My ideal plan was not to move there immediately. I know that's not realistic. But (as I explained to him last night again), thinking about buying property where we live now is depressing. I've been unhappy here for the last three years, and the thought of buying a house and being locked in here forever is almost unbearable. The only thing that makes me happy here is him, our cat, and our close friends (who might leave). At the very least, I'd like a plan to go back home... maybe when in a few years when we can buy a house.
And anssett: if we bought a house in a "less expensive neighborhood", we'd potentially be looking at commuting at least an hour to work one way. A pro's and con's list is a great idea, and might be the best way to go for us so that we discuss it rationally; I'll have to mention it the next time that we discuss this. Thank you!

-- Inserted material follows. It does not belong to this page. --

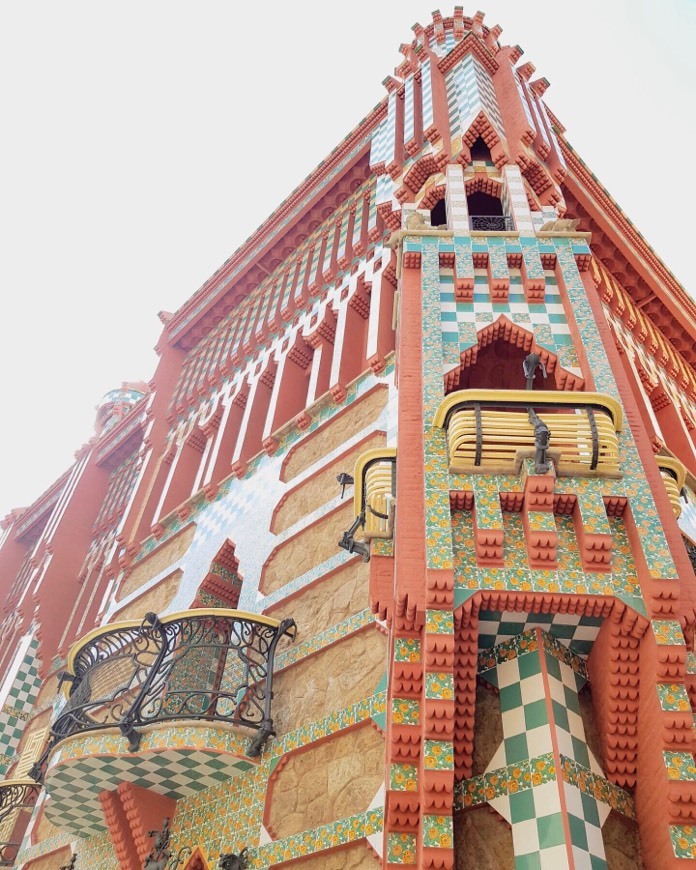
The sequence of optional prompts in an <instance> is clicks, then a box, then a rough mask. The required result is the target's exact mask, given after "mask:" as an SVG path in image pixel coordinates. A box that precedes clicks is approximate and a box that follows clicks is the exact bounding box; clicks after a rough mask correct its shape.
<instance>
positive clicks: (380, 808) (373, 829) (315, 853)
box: [249, 807, 384, 870]
mask: <svg viewBox="0 0 696 870" xmlns="http://www.w3.org/2000/svg"><path fill="white" fill-rule="evenodd" d="M383 827H384V808H383V807H379V808H376V809H374V810H368V811H367V812H364V813H358V814H357V815H355V816H349V817H348V818H346V819H341V820H339V821H337V822H332V823H331V824H329V825H321V827H318V828H314V829H312V830H310V831H303V832H302V833H300V834H293V835H292V836H290V837H283V839H281V840H276V842H275V843H268V844H266V845H264V846H260V847H259V848H258V849H255V850H252V852H251V855H250V864H249V866H250V867H252V868H255V870H262V868H267V867H270V866H271V865H272V864H277V863H280V862H281V861H290V860H292V859H293V858H300V857H302V856H303V855H312V854H316V853H317V852H323V851H325V850H326V849H333V848H335V847H336V846H343V845H346V844H347V843H354V842H355V841H356V840H361V839H363V838H365V837H369V836H371V835H372V834H378V833H380V832H381V831H382V830H383Z"/></svg>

I can relate. I'm from NJ and my husband is from Pennsylvania. We were both working in the philadelphia area (I was communting from jersey) and my husband (then fiance) was living in the city, so when both our leases were up and we decided to live together, I decided to give center city Philadelphia a try. He loves the city life, I on the other hand was completely miserable. I was a surburb girl and just couldn't get used to it. I'm also extremely close to my family, and used to see my sisters and parents several times a week. Even though I only lived a half hour or so away, they rarely visited because parking was a hassle. I didn't have my car, since I was taking public transportation to work, and I felt trapped there! My husband is close with his family as well, who live about a half hour out of the city on the PA side, but he didn't understabnd the relationship I have with them, and thought i was being dramatic. When it came time to house hunt after we got engaged and our wedding was nearing, my husband wanted to move to PA and I wanted to move to NJ. We had quite a few arguments! He just so happened to get a better paying job in the same field, at an office in NJ (right near where I grew up), so we ended up buying there bc at that point it made sense to, and he even agreed. But if that hadn't happened, I don't know what we would have done. We would have had to compromise somehow.
I definitely wouldn't leave your area until each of you have new jobs in the area you plan to relocate, because like an PP said, the economy is no joke! I do wish you luck though, because I (kind of) know how you feel!